Mirror buddy groups are numeric IDs, just like the numeric IDs of the storage targets. Please note that buddy group IDs don’t conflict with target IDs, i.e., they don’t need to be distinct from storage target IDs.

There are basically two different ways to define buddy groups. They can be defined manually, or you can tell BeeGFS to create them automatically.

Of course, defining groups manually gives you greater control and allows you to create a more detailed configuration. For example, the automatic mode won’t consider targets that are not equally sized. It also doesn’t know about the topology of your system, so if you, for example, want to make sure that members of buddy groups are placed in different physical locations you have to define them manually.

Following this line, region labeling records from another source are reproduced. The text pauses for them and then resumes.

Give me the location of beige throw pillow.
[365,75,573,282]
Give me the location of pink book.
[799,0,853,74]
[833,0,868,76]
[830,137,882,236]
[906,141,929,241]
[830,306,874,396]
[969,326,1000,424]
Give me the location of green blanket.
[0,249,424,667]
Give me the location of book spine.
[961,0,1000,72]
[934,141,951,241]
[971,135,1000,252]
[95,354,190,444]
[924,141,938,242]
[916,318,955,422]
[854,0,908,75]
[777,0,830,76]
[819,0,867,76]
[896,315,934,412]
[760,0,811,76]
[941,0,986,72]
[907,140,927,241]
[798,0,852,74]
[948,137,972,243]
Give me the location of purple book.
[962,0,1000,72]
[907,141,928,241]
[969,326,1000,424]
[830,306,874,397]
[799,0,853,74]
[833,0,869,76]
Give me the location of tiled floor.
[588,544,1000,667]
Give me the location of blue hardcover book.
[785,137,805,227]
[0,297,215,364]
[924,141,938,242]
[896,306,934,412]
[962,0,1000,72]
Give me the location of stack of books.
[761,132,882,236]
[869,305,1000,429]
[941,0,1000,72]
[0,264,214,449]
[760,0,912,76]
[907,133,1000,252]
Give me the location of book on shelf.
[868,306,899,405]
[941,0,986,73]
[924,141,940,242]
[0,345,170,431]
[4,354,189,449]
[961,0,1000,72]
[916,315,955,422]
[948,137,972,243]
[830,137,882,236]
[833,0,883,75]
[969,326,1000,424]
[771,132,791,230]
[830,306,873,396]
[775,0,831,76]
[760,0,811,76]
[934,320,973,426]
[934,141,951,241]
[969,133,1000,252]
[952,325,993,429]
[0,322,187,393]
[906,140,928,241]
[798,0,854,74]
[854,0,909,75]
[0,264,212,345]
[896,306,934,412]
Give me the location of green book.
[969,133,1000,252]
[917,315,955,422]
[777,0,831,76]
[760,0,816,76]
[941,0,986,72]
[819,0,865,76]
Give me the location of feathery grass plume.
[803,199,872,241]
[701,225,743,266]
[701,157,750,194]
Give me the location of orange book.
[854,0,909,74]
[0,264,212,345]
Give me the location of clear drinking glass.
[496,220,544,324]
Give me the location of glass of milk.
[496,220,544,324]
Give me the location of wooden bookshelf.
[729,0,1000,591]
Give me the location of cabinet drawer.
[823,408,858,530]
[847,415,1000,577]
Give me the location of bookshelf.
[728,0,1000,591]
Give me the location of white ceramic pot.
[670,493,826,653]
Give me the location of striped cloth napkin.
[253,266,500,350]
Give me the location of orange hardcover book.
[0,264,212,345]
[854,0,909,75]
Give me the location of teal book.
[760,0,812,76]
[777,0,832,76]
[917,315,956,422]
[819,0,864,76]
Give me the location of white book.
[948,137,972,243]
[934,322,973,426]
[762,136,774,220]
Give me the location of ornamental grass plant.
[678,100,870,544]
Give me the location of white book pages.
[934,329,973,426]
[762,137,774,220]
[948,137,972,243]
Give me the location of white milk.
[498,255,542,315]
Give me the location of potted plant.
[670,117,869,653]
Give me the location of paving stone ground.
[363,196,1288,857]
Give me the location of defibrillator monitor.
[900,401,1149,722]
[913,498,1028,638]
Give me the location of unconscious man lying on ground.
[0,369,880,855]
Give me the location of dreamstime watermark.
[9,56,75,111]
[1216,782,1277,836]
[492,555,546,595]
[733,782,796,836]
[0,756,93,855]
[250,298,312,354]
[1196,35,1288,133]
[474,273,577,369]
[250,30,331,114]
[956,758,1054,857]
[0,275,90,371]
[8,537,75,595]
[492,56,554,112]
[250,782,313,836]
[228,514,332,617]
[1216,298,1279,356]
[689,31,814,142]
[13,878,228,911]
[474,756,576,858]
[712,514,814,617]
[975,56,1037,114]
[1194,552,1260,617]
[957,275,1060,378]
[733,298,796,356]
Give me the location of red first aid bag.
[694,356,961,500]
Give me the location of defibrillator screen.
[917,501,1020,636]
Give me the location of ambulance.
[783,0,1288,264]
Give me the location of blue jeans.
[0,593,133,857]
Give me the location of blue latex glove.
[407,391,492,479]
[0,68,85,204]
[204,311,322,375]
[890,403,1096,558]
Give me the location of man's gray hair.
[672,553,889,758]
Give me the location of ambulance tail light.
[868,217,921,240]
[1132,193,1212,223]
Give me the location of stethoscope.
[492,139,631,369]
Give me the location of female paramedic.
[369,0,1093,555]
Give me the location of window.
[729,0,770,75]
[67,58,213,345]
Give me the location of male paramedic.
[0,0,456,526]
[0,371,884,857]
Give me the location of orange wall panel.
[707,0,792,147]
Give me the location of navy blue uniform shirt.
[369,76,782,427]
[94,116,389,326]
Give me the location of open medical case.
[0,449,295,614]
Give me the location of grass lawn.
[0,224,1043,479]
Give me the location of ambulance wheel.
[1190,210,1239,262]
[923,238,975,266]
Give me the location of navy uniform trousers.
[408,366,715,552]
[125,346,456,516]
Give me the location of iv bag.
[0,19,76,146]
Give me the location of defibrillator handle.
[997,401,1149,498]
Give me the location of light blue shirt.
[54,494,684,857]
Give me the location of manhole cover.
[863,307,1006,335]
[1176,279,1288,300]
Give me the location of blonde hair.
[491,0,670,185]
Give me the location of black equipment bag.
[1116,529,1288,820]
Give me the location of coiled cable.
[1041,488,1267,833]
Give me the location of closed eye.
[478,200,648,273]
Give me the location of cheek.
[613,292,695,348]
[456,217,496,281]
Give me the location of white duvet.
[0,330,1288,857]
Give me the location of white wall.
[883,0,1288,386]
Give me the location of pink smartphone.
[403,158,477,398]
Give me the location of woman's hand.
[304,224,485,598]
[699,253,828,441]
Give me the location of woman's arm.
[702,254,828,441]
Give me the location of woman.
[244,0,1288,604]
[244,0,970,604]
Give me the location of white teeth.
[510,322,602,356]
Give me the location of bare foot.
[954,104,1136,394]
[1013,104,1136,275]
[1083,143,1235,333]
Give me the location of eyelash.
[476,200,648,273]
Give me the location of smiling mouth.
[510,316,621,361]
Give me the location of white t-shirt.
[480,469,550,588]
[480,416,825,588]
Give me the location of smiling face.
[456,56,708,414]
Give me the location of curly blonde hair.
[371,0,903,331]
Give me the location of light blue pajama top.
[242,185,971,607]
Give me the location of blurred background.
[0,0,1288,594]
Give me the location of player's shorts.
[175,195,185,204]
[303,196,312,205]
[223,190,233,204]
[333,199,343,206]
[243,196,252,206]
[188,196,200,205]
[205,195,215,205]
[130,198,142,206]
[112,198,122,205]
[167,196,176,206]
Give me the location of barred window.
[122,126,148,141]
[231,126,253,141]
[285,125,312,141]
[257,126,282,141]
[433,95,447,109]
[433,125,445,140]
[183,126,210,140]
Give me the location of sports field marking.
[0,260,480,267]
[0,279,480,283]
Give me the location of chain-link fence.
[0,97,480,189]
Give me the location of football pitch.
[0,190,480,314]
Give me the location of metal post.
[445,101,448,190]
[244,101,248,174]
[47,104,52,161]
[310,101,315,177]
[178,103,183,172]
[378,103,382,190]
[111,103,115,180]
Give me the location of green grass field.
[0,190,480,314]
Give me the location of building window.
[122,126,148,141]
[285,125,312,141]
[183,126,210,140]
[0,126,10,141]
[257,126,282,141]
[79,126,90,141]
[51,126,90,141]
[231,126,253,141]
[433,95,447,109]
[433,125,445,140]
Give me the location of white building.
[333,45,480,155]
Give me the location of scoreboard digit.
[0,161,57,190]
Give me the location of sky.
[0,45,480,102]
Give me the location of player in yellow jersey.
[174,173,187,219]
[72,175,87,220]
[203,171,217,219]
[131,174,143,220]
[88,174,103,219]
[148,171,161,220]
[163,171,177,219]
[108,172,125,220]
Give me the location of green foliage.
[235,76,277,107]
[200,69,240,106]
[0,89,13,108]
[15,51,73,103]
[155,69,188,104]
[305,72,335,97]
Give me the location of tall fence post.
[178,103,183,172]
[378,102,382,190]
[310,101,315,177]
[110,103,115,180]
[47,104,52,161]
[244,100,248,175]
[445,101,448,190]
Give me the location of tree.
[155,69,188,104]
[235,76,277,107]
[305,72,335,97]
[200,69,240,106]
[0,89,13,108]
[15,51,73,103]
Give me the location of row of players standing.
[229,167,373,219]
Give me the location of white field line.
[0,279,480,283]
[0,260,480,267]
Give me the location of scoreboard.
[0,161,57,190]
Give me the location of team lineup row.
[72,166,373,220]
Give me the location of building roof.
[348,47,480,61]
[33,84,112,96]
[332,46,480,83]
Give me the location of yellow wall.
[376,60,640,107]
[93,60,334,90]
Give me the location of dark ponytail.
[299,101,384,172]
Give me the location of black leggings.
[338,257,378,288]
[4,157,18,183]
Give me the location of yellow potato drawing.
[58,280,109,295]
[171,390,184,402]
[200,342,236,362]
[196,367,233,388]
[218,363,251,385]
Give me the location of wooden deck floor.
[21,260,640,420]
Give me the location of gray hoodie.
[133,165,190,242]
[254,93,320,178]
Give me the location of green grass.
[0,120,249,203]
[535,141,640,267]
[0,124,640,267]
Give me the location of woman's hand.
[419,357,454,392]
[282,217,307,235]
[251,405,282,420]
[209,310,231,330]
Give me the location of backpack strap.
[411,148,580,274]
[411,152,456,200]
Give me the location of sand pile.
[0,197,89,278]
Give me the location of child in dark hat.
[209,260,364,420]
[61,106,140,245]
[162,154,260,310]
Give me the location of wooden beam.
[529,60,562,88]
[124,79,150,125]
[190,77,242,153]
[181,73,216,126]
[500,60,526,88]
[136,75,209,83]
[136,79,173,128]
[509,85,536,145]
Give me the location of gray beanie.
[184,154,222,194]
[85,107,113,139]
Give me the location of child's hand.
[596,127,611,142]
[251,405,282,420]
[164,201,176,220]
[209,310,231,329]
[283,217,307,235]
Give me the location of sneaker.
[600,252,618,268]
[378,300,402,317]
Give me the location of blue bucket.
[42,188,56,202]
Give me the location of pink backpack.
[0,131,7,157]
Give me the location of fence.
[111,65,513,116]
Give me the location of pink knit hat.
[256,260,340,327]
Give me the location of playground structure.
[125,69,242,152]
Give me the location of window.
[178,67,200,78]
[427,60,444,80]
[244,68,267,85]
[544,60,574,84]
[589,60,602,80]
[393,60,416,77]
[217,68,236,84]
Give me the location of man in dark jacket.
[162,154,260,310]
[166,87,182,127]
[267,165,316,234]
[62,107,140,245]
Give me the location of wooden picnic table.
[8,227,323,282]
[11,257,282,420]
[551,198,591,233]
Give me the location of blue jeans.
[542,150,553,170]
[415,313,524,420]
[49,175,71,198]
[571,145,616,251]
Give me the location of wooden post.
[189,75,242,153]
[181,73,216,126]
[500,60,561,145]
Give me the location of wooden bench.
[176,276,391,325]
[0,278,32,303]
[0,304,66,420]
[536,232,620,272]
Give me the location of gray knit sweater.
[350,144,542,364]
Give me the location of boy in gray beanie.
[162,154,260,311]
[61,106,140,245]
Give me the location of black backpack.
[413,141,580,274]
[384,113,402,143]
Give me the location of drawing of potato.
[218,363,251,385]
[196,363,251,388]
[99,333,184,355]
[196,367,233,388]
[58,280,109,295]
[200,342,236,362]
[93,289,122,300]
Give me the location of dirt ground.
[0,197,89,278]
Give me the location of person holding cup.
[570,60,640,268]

Define Buddy Groups automatically

Automatic creation of buddy groups can be done with beegfs-ctl, separately for metadata and for storage servers:

$ beegfs-ctl --addmirrorgroup --automatic --nodetype=meta
$ beegfs-ctl --addmirrorgroup --automatic --nodetype=storage

Please see the builtin help of beegfs-ctl for more information on available parameters:

$ beegfs-ctl --addmirrorgroup --help

Define Buddy Groups manually

Manual definition of mirror buddy groups can be useful if you want to set custom group IDs or if you want to make sure that the buddies are in different failure domains (e.g., different racks). Manual definition of mirror buddy groups is done with the beegfs-ctl tool. By using the following command, you can create a buddy group with the ID 100, consisting of targets 1 and 2:

$ beegfs-ctl --addmirrorgroup --nodetype=storage --primary=1 --secondary=2 --groupid=100

Please see the builtin help of beegfs-ctl for more information on available parameters: beegfs-ctl --addmirrorgroup --help

When creating mirror buddy groups for metadata manually, and one of them contains the root directory, it is necessary to set this one as primary.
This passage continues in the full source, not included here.